Mayman Naomi, Wei Jiangbo, Cai Shangjun, Soman Rohan, Raynes Hillary, La Vega-Talbott Maite, He Chuan, Naidich Thomas, Raju G Praveen, Kathiresu Nageshwaran Sathiji
Icahn School of Medicine at Mount Sinai, New York, NY, USA.
Department of Chemistry, University of Chicago, IL, USA.
SAGE Open Med Case Rep. 2023 Jul 29;11:2050313X231188883. doi: 10.1177/2050313X231188883. eCollection 2023.
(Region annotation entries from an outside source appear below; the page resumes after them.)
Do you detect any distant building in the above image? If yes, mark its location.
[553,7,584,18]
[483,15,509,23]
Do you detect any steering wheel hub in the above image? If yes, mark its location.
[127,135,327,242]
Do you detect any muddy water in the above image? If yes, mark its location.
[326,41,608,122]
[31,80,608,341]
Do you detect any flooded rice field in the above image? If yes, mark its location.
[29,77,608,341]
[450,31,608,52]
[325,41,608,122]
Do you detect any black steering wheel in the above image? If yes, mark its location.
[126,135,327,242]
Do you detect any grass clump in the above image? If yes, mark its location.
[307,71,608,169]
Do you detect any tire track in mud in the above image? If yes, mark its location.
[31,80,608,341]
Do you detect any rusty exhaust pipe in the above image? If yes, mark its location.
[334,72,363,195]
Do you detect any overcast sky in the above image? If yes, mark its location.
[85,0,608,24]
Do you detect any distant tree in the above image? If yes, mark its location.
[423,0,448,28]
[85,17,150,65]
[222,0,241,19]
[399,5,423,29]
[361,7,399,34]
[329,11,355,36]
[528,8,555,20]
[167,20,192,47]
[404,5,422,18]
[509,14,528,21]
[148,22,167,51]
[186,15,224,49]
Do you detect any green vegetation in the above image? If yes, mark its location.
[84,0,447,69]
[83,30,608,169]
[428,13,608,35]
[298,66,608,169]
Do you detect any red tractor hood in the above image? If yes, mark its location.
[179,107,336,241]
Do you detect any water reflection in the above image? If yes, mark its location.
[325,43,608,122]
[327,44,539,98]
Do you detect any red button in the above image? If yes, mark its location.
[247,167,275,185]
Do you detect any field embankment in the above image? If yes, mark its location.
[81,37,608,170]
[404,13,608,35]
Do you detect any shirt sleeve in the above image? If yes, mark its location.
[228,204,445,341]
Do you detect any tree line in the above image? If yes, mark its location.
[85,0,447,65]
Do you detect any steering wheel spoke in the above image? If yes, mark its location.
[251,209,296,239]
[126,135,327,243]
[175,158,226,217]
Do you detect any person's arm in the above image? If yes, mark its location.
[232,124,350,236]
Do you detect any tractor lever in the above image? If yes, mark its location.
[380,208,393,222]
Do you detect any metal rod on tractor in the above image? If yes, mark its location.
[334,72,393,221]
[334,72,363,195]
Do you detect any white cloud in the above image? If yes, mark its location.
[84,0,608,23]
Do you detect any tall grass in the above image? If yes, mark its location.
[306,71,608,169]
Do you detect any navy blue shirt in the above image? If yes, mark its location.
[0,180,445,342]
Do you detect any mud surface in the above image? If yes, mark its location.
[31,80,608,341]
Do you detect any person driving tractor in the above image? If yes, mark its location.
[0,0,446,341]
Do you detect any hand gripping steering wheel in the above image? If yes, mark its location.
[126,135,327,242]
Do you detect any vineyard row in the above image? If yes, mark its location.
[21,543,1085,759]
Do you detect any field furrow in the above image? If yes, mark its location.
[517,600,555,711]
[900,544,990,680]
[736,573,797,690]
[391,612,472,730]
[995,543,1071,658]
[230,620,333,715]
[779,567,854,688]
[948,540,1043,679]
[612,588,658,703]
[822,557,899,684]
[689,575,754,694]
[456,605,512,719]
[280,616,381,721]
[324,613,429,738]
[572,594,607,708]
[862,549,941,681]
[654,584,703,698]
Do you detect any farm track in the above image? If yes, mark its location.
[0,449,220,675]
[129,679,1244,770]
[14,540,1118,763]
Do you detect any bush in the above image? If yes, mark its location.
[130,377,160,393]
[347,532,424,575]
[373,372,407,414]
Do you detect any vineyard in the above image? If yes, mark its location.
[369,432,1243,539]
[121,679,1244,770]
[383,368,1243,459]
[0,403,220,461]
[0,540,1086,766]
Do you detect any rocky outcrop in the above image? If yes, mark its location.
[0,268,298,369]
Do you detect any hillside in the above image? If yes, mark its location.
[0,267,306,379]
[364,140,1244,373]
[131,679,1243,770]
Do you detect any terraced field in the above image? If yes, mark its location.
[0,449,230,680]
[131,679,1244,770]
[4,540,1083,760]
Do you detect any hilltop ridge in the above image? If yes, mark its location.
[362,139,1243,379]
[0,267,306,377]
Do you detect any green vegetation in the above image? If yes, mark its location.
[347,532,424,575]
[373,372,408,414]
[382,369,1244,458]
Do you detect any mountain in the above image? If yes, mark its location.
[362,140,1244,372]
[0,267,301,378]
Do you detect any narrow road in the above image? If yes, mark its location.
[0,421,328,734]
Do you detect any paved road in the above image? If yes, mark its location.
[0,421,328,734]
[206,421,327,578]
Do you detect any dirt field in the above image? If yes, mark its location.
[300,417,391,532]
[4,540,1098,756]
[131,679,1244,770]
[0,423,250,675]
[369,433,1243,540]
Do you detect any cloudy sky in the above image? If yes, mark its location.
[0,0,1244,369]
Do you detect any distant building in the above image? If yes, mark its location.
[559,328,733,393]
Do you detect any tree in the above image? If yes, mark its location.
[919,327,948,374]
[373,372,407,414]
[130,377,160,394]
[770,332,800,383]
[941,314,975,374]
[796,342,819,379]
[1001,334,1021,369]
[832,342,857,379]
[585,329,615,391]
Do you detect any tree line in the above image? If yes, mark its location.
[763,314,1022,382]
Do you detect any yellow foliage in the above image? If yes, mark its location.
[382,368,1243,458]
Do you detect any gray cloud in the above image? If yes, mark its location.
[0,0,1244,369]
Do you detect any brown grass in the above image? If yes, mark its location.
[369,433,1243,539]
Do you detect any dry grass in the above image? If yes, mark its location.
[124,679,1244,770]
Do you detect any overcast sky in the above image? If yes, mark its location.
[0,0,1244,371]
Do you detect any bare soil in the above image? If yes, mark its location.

The fat mass and obesity-associated gene () codes for a DNA/RNA demethylase. Pathological variants in this gene are rare, with only three reports in the literature, all with mutations in the catalytic domain. We report the first biallelic human variant in fat mass and obesity-associated gene (c.287G>C, p.Arg96Pro/R96P) outside the catalytic site, causing numerous abnormalities across multiple organ systems, affecting respiratory, cardiovascular, and neurological function. Biochemical assays of cells with the patient's variant were performed to further quantify the effect of the variant on function. Loss-of-function resulting from the patient's R96P missense variant was demonstrated with biochemical characterization of demethylase activity, resulting in a 90% reduction in function of the fat mass and obesity-associated protein compared to wild-type. Our findings demonstrate a novel fat mass and obesity-associated gene non-catalytic site variant with a unique patient phenotype of bilateral multifocal epilepsy and multisystem congenital anomalies.
脂肪量与肥胖相关基因()编码一种DNA/RNA去甲基化酶。该基因的病理性变异很罕见,文献中仅有三篇报道,且所有报道中的突变均位于催化结构域。我们报告了脂肪量与肥胖相关基因中首个位于催化位点之外的双等位基因人类变异(c.287G>C,p.Arg96Pro/R96P),该变异导致多个器官系统出现众多异常,影响呼吸、心血管和神经功能。对携带患者变异的细胞进行生化分析,以进一步量化该变异对功能的影响。通过去甲基化酶活性的生化特征证明,患者的R96P错义变异导致功能丧失,与野生型相比,脂肪量与肥胖相关蛋白的功能降低了90%。我们的研究结果表明,一种新型的脂肪量与肥胖相关基因非催化位点变异具有双侧多灶性癫痫和多系统先天性异常的独特患者表型。